Qu’en est-t-il de la campagne de vaccination anti-Covid ?
On avait un espoir avec le lancement de la campagne de vaccination anti-Covid, mais trois mois après, elle est toujours à l’état embryonnaire. On est très loin en termes de couverture vaccinale d’arriver à l’immunité collective. D’autant plus que le ministère de la Santé ne communique pas assez sur le sujet, on est toujours dans le flou et sans aucune visibilité réelle. Cela nous pose problème en tant que spécialistes dans notre mission de sensibiliser et d’informer. Comment peut-on le faire lorsque le citoyen s’inscrit, mais ne sait pas quand est-ce qu’il sera vacciné.
Face aux alertes d’une 3e vague, quelles seraient les mesures à prendre ?
Les mesures à tenir sont les mêmes que celles que l’on répète depuis le début de la pandémie. Celles du respect strict des mesures barrières surtout lorsqu’on sait que le variant est prépondérant et qu’il est beaucoup plus contagieux. Cela veut dire que les risques d’explosion d’une 3e vaque est beaucoup plus important. Il faut de la sensibilisation et de l’information afin d’interpeller les citoyens sur la gravité de la situation. Ils doivent prendre conscience que si ces mesures barrières ne sont pas respectées, cela va entraîner une augmentation des cas de la souche classique, mais également une augmentation de 50% à 70 % de plus pour les variants. Il n’y a qu’à voir ce qui s’est passé aux Etats-Unis, en Europe, en Amérique latine et en Inde. Il faut que les citoyens prennent conscience qu’il y a une augmentation progressive des cas avec la propagation des variants. Il est important de respecter les mesures barrières tels que le port du masque et la distanciation sociale surtout dans les espaces fermés tels que les marchés, les lieux de travail et les moyens de transports.

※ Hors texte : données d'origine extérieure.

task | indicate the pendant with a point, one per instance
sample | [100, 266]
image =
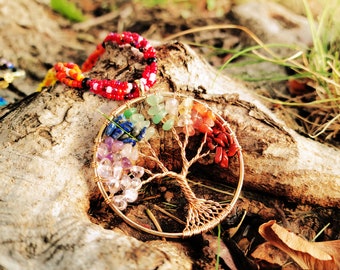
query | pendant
[155, 150]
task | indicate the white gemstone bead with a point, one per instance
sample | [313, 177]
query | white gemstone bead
[130, 195]
[120, 202]
[136, 183]
[125, 182]
[137, 171]
[104, 168]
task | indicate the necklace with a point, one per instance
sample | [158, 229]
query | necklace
[72, 75]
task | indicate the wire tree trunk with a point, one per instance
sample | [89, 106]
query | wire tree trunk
[46, 144]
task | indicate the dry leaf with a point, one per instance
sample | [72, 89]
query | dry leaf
[309, 255]
[222, 251]
[270, 254]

Il faut aussi que les pouvoirs publics contrôlent et fassent respecter ces mesures barrières. C’est la seule solution qui nous reste, car pour le moment la situation de la campagne de vaccination est difficile. J’interpelle aussi les pouvoirs publics pour trouver les moyens malgré les difficultés d’accélérer la campagne de vaccination.
Faut-il maintenir la fermeture des frontières dans un tel contexte épidémiologique ?
La décision de l’ouverture des frontières est une décision qui revient au Président de la République en premier lieu. Mais en tant qu’experts, je peux dire que l’ouverture des frontières est tributaire de la situation épidémiologique des autres pays. Pour l’instant, l’Algérie est dans une situation nettement meilleure que celle de nos voisins où des pays européens où la situation est catastrophique. De ce fait, on ne peut pas ouvrir les frontières tant que la situation ne s’améliore pas dans ces pays. Concernant la reprise des rapatriements, cela doit se faire dans des conditions très strictes. Elle ne peut se faire que pour les personnes qui ont des tests PCR négatifs avec l’obligation de confinement, suivi d’un second test PCR pour détecter les risques de présence de variants. Sinon, il faut attendre que la situation qui est en train d’exploser en Europe, et qui est en zone rouge, s’améliore car c’est avec eux qu’on a le plus grand nombre de trafics aériens.